# Lots of pattens



## Mevbb (Sep 5, 2011)

http://internationalknittingpatterns.tumblr.com/tagged/English


----------



## MaryCarter (Oct 17, 2011)

Lovely.....thanks, some good tutorials there too.


----------



## deblovestoknit (Jan 11, 2013)

Thank you!!


----------



## moragagray (Nov 3, 2011)

Great site - thanks for sharing!


----------



## Margaree (May 24, 2011)

Thank you. Lots of lovely patterns and good information


----------



## Araciel (Apr 2, 2011)

What a wonderful site, I bookmarked it. Now my question is, I saw a turtleneck that I want to try to make, is from Berroco, I sent email to company, but have a feeling there be no help. So, is anyone here have a copy of this pattern. Is on page 15, called Moira yarn used is softwist?
I appreciate any help.
Peoline


----------



## tricia488 (Jul 26, 2011)

thank you, some very nice patterns and tutorials.


----------



## vayankee (May 5, 2011)

Terrific site - thanks for posting!


----------



## Lalane (Aug 23, 2011)

Thank you very interesting stuff there.


----------



## yogandi (Mar 24, 2012)

Great site thanks for posting.


----------



## Maisy (Feb 18, 2011)

Thank-you, so many good patterns.


----------



## Araciel (Apr 2, 2011)

I have been looking through the patterns and they are beautiful, the ones I would like to have they are in Russian? Needles to say I don't speak the language. Still I enjoy looking through.


----------



## charliesrose (Dec 6, 2012)

Peoline said:


> I have been looking through the patterns and they are beautiful, the ones I would like to have they are in Russian? Needles to say I don't speak the language. Still I enjoy looking through.
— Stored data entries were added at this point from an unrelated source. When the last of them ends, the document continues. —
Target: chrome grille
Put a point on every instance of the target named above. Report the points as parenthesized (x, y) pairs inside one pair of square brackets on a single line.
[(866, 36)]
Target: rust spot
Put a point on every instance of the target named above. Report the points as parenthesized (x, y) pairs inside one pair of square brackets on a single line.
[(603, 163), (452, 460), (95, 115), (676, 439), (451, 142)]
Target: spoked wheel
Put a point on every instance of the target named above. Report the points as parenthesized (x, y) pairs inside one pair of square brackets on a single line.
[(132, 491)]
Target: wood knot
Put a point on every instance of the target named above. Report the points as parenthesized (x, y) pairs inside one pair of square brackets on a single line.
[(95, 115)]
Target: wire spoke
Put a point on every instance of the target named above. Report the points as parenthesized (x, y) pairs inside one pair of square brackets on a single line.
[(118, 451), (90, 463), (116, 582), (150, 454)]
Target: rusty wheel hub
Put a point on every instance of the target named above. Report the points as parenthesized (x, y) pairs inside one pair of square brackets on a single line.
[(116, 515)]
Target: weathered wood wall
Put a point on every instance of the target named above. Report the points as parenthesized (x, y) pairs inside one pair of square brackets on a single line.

The patterns are lovely. I liked the different stitch patterns offered.

I have taken some European patterns and used Google Translate to put them into English. It works pretty well.


----------



## ladybuys (Jan 14, 2011)

Thanks so much for this site.......it's a keeper.


----------



## conch72 (May 11, 2012)

Thanks for the link. I liked the Honey Cowl and have already downloaded it.


----------



## Paula Plant (Apr 5, 2011)

Hi 
The patterns are lovely but how do you translate them.


----------



## Hudson (Mar 3, 2011)

Paula Plant, I'm with you! What I like appears to be in French...going to have to have help on this.


----------



## run4fittness (May 22, 2011)

nice!


----------



## ladystarshine (Apr 29, 2011)

how do you get them transalted?


----------



## AddisonM57 (Nov 5, 2019)

[No message]


----------